Workforce

Tip credit defeated in D.C. but survives in Portland, Me.

Voters ordered D.C. restaurants to pay all workers at least $16.10 by 2027. Also, Nebraskans approved a $15 hourly wage in their state by 2026.
Tipping
The tip credit was on the ballot in two jurisdictions this election day. / Photograph: Shutterstock

The tip credit rule went 1-for-2 at the ballot box Tuesday, falling in Washington, D.C., but surviving a tough challenge in Portland, Me.

Voters in the nation’s capital decided overwhelmingly to phase out the tip credit at restaurants, saying yes to a ballot initiative that will raise the hourly wages of tipped workers to at least $16.10 over the next five years.

But in restaurant-rich Portland, voters declined a similar initiative that would have raised the minimum wage to $18 over the next three years for tipped and nontipped workers alike. The result was somewhat surprising because Maine in 2016 voted to kill the tip credit statewide, only to have it reinstated after a lobbying effort led by servers.

The tip credit rule allows restaurants to pay tipped workers less than the mandated minimum wage as long as they earn the remainder from tips. It’s supported by restaurants because it keeps their costs down, but has come under attack from labor groups such as One Fair Wage, which says the subminimum wage hurts workers. 

In D.C., nontipped workers currently make $16.10 an hour while tipped workers make $5.35. Under the new rule, they’ll make $6/hour starting Jan. 1 and get a $2 raise each year, amounting to hourly pay of $14 in 2026, plus tips. In 2027, their hourly wages will jump to whatever nontipped workers are making at that time.

More than 74% of D.C. voters approved the increase under Ballot Initiative 82.

“Voters in D.C. have been misled into supporting a pay cut for the tipped restaurant workers, and many restaurant owners will have to make drastic changes that will not work as proponents promised,” said Sean Kennedy, EVP for public policy at the National Restaurant Association, in a statement Wednesday. “We’re pleased voters in Portland didn’t make the same choice.”

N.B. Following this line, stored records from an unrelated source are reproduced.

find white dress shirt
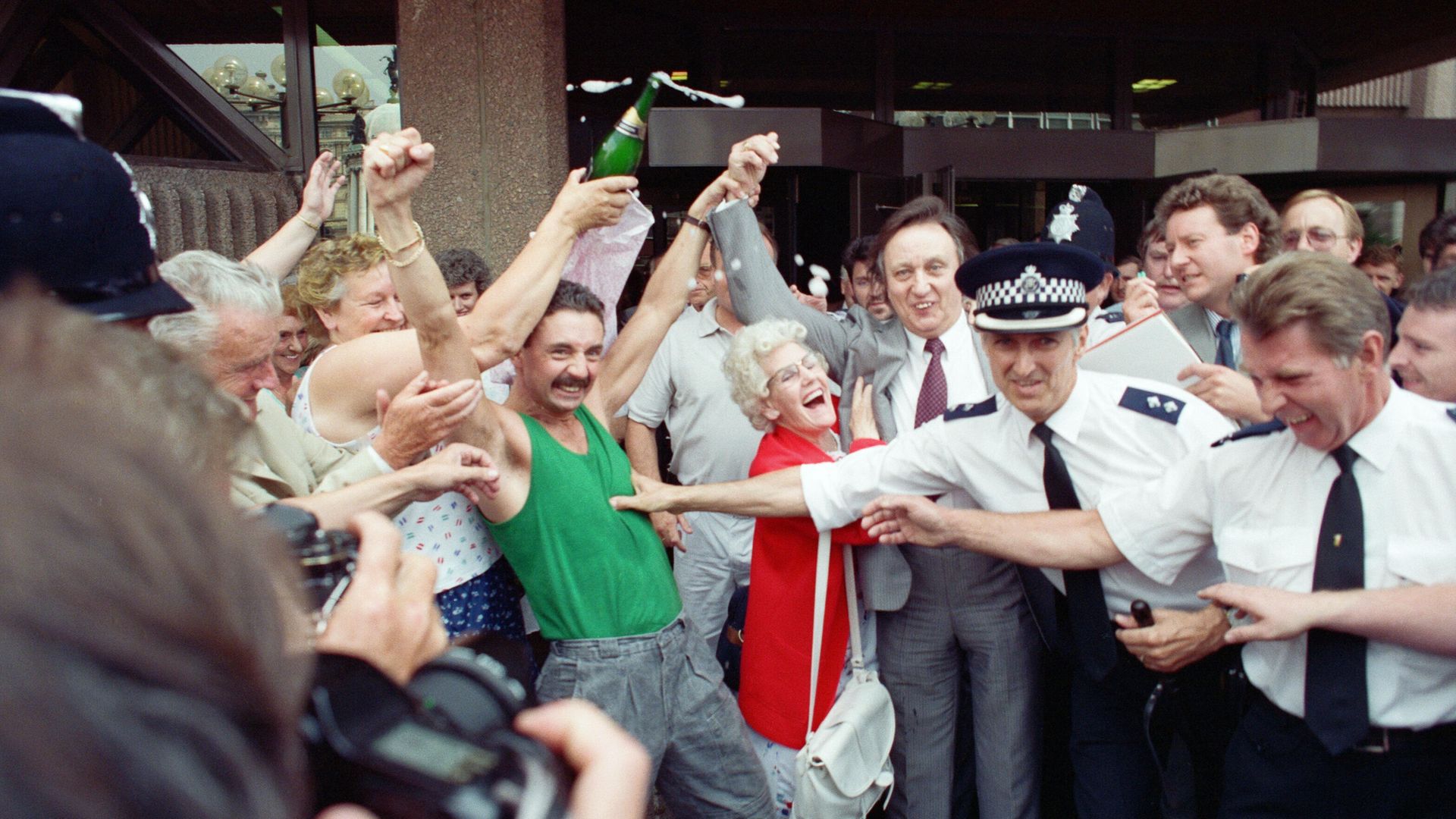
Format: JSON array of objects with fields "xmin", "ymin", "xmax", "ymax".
[
  {"xmin": 1098, "ymin": 388, "xmax": 1456, "ymax": 729},
  {"xmin": 885, "ymin": 309, "xmax": 992, "ymax": 435},
  {"xmin": 801, "ymin": 370, "xmax": 1235, "ymax": 615}
]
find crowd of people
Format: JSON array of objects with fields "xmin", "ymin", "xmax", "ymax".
[{"xmin": 0, "ymin": 84, "xmax": 1456, "ymax": 819}]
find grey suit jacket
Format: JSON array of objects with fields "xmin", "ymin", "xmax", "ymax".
[
  {"xmin": 1168, "ymin": 303, "xmax": 1219, "ymax": 363},
  {"xmin": 708, "ymin": 199, "xmax": 996, "ymax": 610}
]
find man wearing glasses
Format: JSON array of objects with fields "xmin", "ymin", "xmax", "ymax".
[{"xmin": 1280, "ymin": 188, "xmax": 1405, "ymax": 340}]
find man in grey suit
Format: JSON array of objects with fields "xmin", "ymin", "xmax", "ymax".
[
  {"xmin": 1155, "ymin": 174, "xmax": 1280, "ymax": 422},
  {"xmin": 709, "ymin": 154, "xmax": 1040, "ymax": 819}
]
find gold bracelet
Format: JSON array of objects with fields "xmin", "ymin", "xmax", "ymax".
[
  {"xmin": 384, "ymin": 236, "xmax": 425, "ymax": 268},
  {"xmin": 374, "ymin": 221, "xmax": 425, "ymax": 256}
]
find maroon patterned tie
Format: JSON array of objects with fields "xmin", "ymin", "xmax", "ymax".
[{"xmin": 915, "ymin": 338, "xmax": 951, "ymax": 427}]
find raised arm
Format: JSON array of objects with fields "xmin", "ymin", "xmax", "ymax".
[
  {"xmin": 585, "ymin": 136, "xmax": 777, "ymax": 424},
  {"xmin": 364, "ymin": 128, "xmax": 481, "ymax": 381},
  {"xmin": 301, "ymin": 147, "xmax": 632, "ymax": 440},
  {"xmin": 243, "ymin": 150, "xmax": 344, "ymax": 280},
  {"xmin": 711, "ymin": 190, "xmax": 852, "ymax": 381}
]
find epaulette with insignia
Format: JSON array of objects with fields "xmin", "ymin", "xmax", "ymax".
[
  {"xmin": 945, "ymin": 395, "xmax": 996, "ymax": 421},
  {"xmin": 1117, "ymin": 386, "xmax": 1184, "ymax": 424},
  {"xmin": 1213, "ymin": 419, "xmax": 1284, "ymax": 446}
]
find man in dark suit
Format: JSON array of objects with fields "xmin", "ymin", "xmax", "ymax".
[
  {"xmin": 1156, "ymin": 174, "xmax": 1280, "ymax": 422},
  {"xmin": 711, "ymin": 162, "xmax": 1040, "ymax": 819}
]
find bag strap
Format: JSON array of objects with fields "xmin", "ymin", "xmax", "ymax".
[
  {"xmin": 804, "ymin": 532, "xmax": 864, "ymax": 742},
  {"xmin": 804, "ymin": 532, "xmax": 830, "ymax": 743},
  {"xmin": 840, "ymin": 544, "xmax": 864, "ymax": 673}
]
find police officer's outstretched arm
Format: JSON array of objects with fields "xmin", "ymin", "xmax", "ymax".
[
  {"xmin": 862, "ymin": 495, "xmax": 1124, "ymax": 568},
  {"xmin": 1198, "ymin": 583, "xmax": 1456, "ymax": 657}
]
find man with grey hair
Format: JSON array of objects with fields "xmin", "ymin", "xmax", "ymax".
[
  {"xmin": 709, "ymin": 137, "xmax": 1040, "ymax": 819},
  {"xmin": 150, "ymin": 251, "xmax": 495, "ymax": 526},
  {"xmin": 864, "ymin": 252, "xmax": 1456, "ymax": 819}
]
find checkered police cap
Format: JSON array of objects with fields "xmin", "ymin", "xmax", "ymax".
[{"xmin": 956, "ymin": 242, "xmax": 1102, "ymax": 332}]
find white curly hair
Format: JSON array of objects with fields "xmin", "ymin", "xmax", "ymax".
[{"xmin": 723, "ymin": 319, "xmax": 828, "ymax": 430}]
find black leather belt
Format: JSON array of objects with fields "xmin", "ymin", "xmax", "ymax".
[
  {"xmin": 1250, "ymin": 688, "xmax": 1456, "ymax": 756},
  {"xmin": 1350, "ymin": 723, "xmax": 1456, "ymax": 754}
]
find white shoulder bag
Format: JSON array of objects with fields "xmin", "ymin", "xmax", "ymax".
[{"xmin": 793, "ymin": 532, "xmax": 896, "ymax": 819}]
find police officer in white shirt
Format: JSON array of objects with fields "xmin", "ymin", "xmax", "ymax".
[
  {"xmin": 626, "ymin": 243, "xmax": 1236, "ymax": 819},
  {"xmin": 869, "ymin": 252, "xmax": 1456, "ymax": 819}
]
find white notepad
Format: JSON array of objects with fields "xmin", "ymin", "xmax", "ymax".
[{"xmin": 1078, "ymin": 312, "xmax": 1198, "ymax": 388}]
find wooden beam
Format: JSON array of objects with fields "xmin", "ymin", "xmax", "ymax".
[
  {"xmin": 282, "ymin": 0, "xmax": 318, "ymax": 174},
  {"xmin": 102, "ymin": 96, "xmax": 166, "ymax": 153},
  {"xmin": 68, "ymin": 0, "xmax": 288, "ymax": 171},
  {"xmin": 0, "ymin": 0, "xmax": 55, "ymax": 87},
  {"xmin": 875, "ymin": 28, "xmax": 896, "ymax": 124}
]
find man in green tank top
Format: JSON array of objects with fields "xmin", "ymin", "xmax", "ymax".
[{"xmin": 370, "ymin": 122, "xmax": 777, "ymax": 819}]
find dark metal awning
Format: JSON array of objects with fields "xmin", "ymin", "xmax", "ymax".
[{"xmin": 648, "ymin": 108, "xmax": 1456, "ymax": 179}]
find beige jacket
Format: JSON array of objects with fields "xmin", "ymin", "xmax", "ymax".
[{"xmin": 231, "ymin": 392, "xmax": 388, "ymax": 509}]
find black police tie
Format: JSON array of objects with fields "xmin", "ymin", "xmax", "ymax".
[
  {"xmin": 1031, "ymin": 424, "xmax": 1117, "ymax": 680},
  {"xmin": 1304, "ymin": 444, "xmax": 1370, "ymax": 754},
  {"xmin": 1213, "ymin": 319, "xmax": 1238, "ymax": 369}
]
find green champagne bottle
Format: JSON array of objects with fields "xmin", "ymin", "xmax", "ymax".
[{"xmin": 587, "ymin": 76, "xmax": 661, "ymax": 179}]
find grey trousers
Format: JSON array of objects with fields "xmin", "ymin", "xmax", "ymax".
[
  {"xmin": 536, "ymin": 615, "xmax": 774, "ymax": 819},
  {"xmin": 877, "ymin": 547, "xmax": 1043, "ymax": 819}
]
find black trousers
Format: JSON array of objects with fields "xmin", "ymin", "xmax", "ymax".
[
  {"xmin": 1222, "ymin": 692, "xmax": 1456, "ymax": 819},
  {"xmin": 1072, "ymin": 644, "xmax": 1242, "ymax": 819}
]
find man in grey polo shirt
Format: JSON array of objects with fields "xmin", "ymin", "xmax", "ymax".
[{"xmin": 625, "ymin": 233, "xmax": 763, "ymax": 645}]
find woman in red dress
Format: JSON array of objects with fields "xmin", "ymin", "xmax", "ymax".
[{"xmin": 723, "ymin": 313, "xmax": 883, "ymax": 816}]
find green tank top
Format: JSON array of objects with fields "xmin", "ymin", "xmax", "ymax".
[{"xmin": 491, "ymin": 406, "xmax": 682, "ymax": 640}]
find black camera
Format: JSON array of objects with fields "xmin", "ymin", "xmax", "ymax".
[{"xmin": 256, "ymin": 504, "xmax": 571, "ymax": 819}]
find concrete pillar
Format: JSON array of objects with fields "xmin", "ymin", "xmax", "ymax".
[{"xmin": 399, "ymin": 0, "xmax": 566, "ymax": 271}]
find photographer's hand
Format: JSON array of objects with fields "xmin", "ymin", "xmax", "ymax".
[
  {"xmin": 516, "ymin": 699, "xmax": 652, "ymax": 819},
  {"xmin": 316, "ymin": 512, "xmax": 448, "ymax": 685}
]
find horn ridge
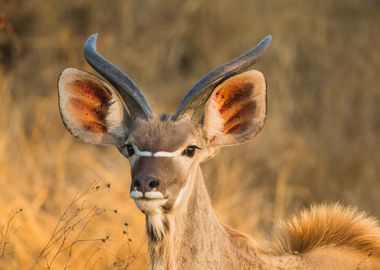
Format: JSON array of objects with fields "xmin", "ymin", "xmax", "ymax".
[
  {"xmin": 172, "ymin": 35, "xmax": 272, "ymax": 121},
  {"xmin": 84, "ymin": 33, "xmax": 152, "ymax": 119}
]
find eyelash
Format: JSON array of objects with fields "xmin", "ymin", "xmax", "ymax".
[{"xmin": 123, "ymin": 143, "xmax": 135, "ymax": 157}]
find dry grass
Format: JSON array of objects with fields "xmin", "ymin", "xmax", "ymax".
[{"xmin": 0, "ymin": 0, "xmax": 380, "ymax": 269}]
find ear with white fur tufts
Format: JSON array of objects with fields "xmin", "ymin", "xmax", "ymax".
[
  {"xmin": 58, "ymin": 68, "xmax": 130, "ymax": 145},
  {"xmin": 204, "ymin": 70, "xmax": 266, "ymax": 146}
]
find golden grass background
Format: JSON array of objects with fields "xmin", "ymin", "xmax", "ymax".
[{"xmin": 0, "ymin": 0, "xmax": 380, "ymax": 269}]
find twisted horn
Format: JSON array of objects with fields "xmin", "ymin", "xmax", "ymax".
[
  {"xmin": 84, "ymin": 34, "xmax": 152, "ymax": 119},
  {"xmin": 172, "ymin": 35, "xmax": 272, "ymax": 120}
]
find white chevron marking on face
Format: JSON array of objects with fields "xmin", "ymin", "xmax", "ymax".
[{"xmin": 133, "ymin": 145, "xmax": 182, "ymax": 157}]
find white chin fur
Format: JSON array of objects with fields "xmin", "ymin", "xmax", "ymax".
[
  {"xmin": 135, "ymin": 199, "xmax": 167, "ymax": 213},
  {"xmin": 130, "ymin": 190, "xmax": 143, "ymax": 199},
  {"xmin": 145, "ymin": 191, "xmax": 164, "ymax": 199}
]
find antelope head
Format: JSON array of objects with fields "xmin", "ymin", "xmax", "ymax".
[{"xmin": 58, "ymin": 35, "xmax": 271, "ymax": 238}]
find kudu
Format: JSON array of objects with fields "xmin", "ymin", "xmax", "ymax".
[{"xmin": 58, "ymin": 35, "xmax": 380, "ymax": 269}]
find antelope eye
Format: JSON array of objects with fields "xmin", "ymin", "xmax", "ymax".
[
  {"xmin": 125, "ymin": 143, "xmax": 135, "ymax": 157},
  {"xmin": 182, "ymin": 145, "xmax": 199, "ymax": 157}
]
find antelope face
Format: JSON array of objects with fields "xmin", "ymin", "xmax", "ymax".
[
  {"xmin": 120, "ymin": 115, "xmax": 206, "ymax": 214},
  {"xmin": 58, "ymin": 35, "xmax": 270, "ymax": 216}
]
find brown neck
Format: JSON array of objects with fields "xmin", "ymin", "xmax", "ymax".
[{"xmin": 147, "ymin": 167, "xmax": 266, "ymax": 269}]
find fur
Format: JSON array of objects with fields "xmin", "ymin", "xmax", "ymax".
[{"xmin": 272, "ymin": 204, "xmax": 380, "ymax": 258}]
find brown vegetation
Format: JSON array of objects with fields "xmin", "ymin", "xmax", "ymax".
[{"xmin": 0, "ymin": 0, "xmax": 380, "ymax": 269}]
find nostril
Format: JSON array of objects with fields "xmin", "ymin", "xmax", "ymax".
[
  {"xmin": 149, "ymin": 179, "xmax": 160, "ymax": 188},
  {"xmin": 133, "ymin": 180, "xmax": 141, "ymax": 189}
]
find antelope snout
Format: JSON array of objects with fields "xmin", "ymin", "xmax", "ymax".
[{"xmin": 131, "ymin": 176, "xmax": 164, "ymax": 199}]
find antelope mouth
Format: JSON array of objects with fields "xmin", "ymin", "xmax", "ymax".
[{"xmin": 130, "ymin": 190, "xmax": 168, "ymax": 212}]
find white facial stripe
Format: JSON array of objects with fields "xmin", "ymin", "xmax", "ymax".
[
  {"xmin": 153, "ymin": 150, "xmax": 182, "ymax": 157},
  {"xmin": 145, "ymin": 191, "xmax": 164, "ymax": 199},
  {"xmin": 129, "ymin": 145, "xmax": 182, "ymax": 157}
]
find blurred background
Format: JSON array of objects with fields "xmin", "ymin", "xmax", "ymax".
[{"xmin": 0, "ymin": 0, "xmax": 380, "ymax": 269}]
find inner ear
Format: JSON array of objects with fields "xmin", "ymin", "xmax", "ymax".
[
  {"xmin": 205, "ymin": 70, "xmax": 266, "ymax": 146},
  {"xmin": 58, "ymin": 68, "xmax": 129, "ymax": 145}
]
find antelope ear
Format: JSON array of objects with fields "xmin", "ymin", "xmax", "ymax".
[
  {"xmin": 204, "ymin": 70, "xmax": 266, "ymax": 146},
  {"xmin": 58, "ymin": 68, "xmax": 129, "ymax": 145}
]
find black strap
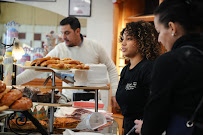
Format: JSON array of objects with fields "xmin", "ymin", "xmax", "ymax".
[{"xmin": 181, "ymin": 45, "xmax": 203, "ymax": 128}]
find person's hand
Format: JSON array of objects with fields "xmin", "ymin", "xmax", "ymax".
[
  {"xmin": 134, "ymin": 120, "xmax": 143, "ymax": 135},
  {"xmin": 111, "ymin": 96, "xmax": 119, "ymax": 113}
]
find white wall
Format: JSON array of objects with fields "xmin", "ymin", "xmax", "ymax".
[{"xmin": 0, "ymin": 0, "xmax": 113, "ymax": 56}]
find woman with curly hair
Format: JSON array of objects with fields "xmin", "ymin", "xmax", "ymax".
[{"xmin": 116, "ymin": 21, "xmax": 161, "ymax": 134}]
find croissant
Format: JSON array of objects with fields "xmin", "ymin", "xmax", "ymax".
[
  {"xmin": 30, "ymin": 56, "xmax": 51, "ymax": 66},
  {"xmin": 47, "ymin": 63, "xmax": 64, "ymax": 69},
  {"xmin": 40, "ymin": 60, "xmax": 60, "ymax": 67}
]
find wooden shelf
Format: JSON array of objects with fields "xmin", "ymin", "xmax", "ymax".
[{"xmin": 125, "ymin": 15, "xmax": 154, "ymax": 23}]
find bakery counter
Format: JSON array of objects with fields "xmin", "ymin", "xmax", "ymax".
[{"xmin": 23, "ymin": 78, "xmax": 62, "ymax": 92}]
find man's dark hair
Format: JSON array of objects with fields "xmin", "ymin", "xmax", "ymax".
[{"xmin": 60, "ymin": 17, "xmax": 80, "ymax": 31}]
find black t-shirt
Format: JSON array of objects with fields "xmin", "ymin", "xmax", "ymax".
[{"xmin": 116, "ymin": 59, "xmax": 153, "ymax": 119}]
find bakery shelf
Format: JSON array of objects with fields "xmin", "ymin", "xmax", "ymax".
[
  {"xmin": 17, "ymin": 65, "xmax": 109, "ymax": 133},
  {"xmin": 125, "ymin": 15, "xmax": 154, "ymax": 23}
]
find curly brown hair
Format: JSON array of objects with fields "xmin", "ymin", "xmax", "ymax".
[{"xmin": 120, "ymin": 21, "xmax": 161, "ymax": 60}]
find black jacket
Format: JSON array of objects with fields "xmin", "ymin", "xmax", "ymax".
[
  {"xmin": 116, "ymin": 59, "xmax": 153, "ymax": 134},
  {"xmin": 142, "ymin": 34, "xmax": 203, "ymax": 135}
]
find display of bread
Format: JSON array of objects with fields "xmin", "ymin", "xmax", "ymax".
[
  {"xmin": 10, "ymin": 97, "xmax": 32, "ymax": 110},
  {"xmin": 9, "ymin": 119, "xmax": 48, "ymax": 130},
  {"xmin": 53, "ymin": 117, "xmax": 80, "ymax": 128},
  {"xmin": 30, "ymin": 56, "xmax": 89, "ymax": 70},
  {"xmin": 0, "ymin": 80, "xmax": 32, "ymax": 111}
]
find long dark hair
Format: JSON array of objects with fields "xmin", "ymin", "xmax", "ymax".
[{"xmin": 154, "ymin": 0, "xmax": 203, "ymax": 33}]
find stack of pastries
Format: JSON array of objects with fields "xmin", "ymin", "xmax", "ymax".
[
  {"xmin": 30, "ymin": 56, "xmax": 89, "ymax": 70},
  {"xmin": 0, "ymin": 80, "xmax": 33, "ymax": 111}
]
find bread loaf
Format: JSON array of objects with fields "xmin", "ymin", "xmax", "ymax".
[
  {"xmin": 10, "ymin": 97, "xmax": 33, "ymax": 110},
  {"xmin": 0, "ymin": 89, "xmax": 23, "ymax": 106},
  {"xmin": 0, "ymin": 80, "xmax": 6, "ymax": 92}
]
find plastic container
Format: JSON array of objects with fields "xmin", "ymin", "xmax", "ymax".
[
  {"xmin": 86, "ymin": 112, "xmax": 107, "ymax": 130},
  {"xmin": 76, "ymin": 112, "xmax": 107, "ymax": 130},
  {"xmin": 3, "ymin": 52, "xmax": 13, "ymax": 86}
]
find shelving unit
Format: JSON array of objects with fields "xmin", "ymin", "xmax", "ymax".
[{"xmin": 14, "ymin": 65, "xmax": 109, "ymax": 133}]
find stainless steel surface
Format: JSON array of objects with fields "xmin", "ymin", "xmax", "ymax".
[
  {"xmin": 95, "ymin": 89, "xmax": 98, "ymax": 112},
  {"xmin": 49, "ymin": 72, "xmax": 55, "ymax": 133}
]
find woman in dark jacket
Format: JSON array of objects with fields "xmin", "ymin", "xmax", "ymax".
[
  {"xmin": 116, "ymin": 21, "xmax": 161, "ymax": 135},
  {"xmin": 135, "ymin": 0, "xmax": 203, "ymax": 135}
]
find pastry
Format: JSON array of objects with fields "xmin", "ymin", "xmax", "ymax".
[
  {"xmin": 0, "ymin": 105, "xmax": 9, "ymax": 112},
  {"xmin": 0, "ymin": 80, "xmax": 6, "ymax": 92},
  {"xmin": 30, "ymin": 56, "xmax": 51, "ymax": 66},
  {"xmin": 9, "ymin": 119, "xmax": 48, "ymax": 130},
  {"xmin": 40, "ymin": 60, "xmax": 60, "ymax": 67},
  {"xmin": 10, "ymin": 97, "xmax": 33, "ymax": 110},
  {"xmin": 0, "ymin": 89, "xmax": 23, "ymax": 106},
  {"xmin": 47, "ymin": 63, "xmax": 64, "ymax": 69},
  {"xmin": 0, "ymin": 88, "xmax": 11, "ymax": 99}
]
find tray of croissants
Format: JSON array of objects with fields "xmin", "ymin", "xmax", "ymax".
[
  {"xmin": 0, "ymin": 80, "xmax": 33, "ymax": 112},
  {"xmin": 17, "ymin": 56, "xmax": 89, "ymax": 72}
]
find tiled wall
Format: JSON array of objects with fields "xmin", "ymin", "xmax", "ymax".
[{"xmin": 0, "ymin": 24, "xmax": 86, "ymax": 48}]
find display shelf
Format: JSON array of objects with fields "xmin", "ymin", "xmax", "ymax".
[
  {"xmin": 17, "ymin": 65, "xmax": 109, "ymax": 134},
  {"xmin": 125, "ymin": 15, "xmax": 154, "ymax": 23}
]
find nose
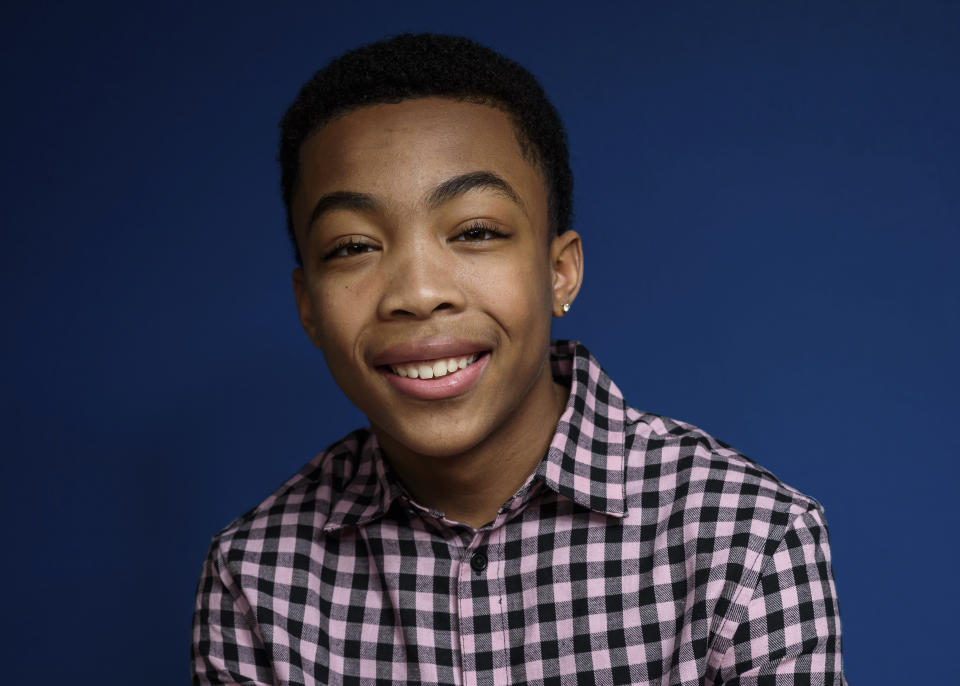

He warned that restaurants would have to cut staff or hours, raise menu prices or add surcharges in order to offset the higher wages. 

“This is a huge victory for tipped workers that will lead to higher pay, less wage theft, more equitable workplaces, and a more sustainable hospitality industry,” said D.C. Councilmember Janeese Lewis George, a supporter of the initiative, in a tweet.

In Portland, 61% of residents voted “no” to Question D, which would have raised the city’s minimum wage to $18 by 2023 for a wide range of workers, including tipped restaurant staff, ride-hailing drivers and third-party delivery drivers. It was backed by high-profile progressives including Vermont Sen. Bernie Sanders, who called it "the most progressive and inclusive wage initiative in U.S. history."

The tip credit is already banned in seven states: Alaska, California, Minnesota, Montana, Nevada, Oregon and Washington.

The votes Tuesday were part of a new strategy of pursuing wage reform via ballot initiatives rather than legislation.

In another election result impacting restaurant wages, Nebraska voters approved Initiative 433, which will increase the state’s minimum wage from $9 to $15 by 2026. Subsequent increases will be tied to the cost of living. The initiative passed by a margin of 58% to 42%. 

Nebraska was the only state with a $15/hour initiative on the ballot this year and becomes the 12th state to pursue a $15 minimum wage.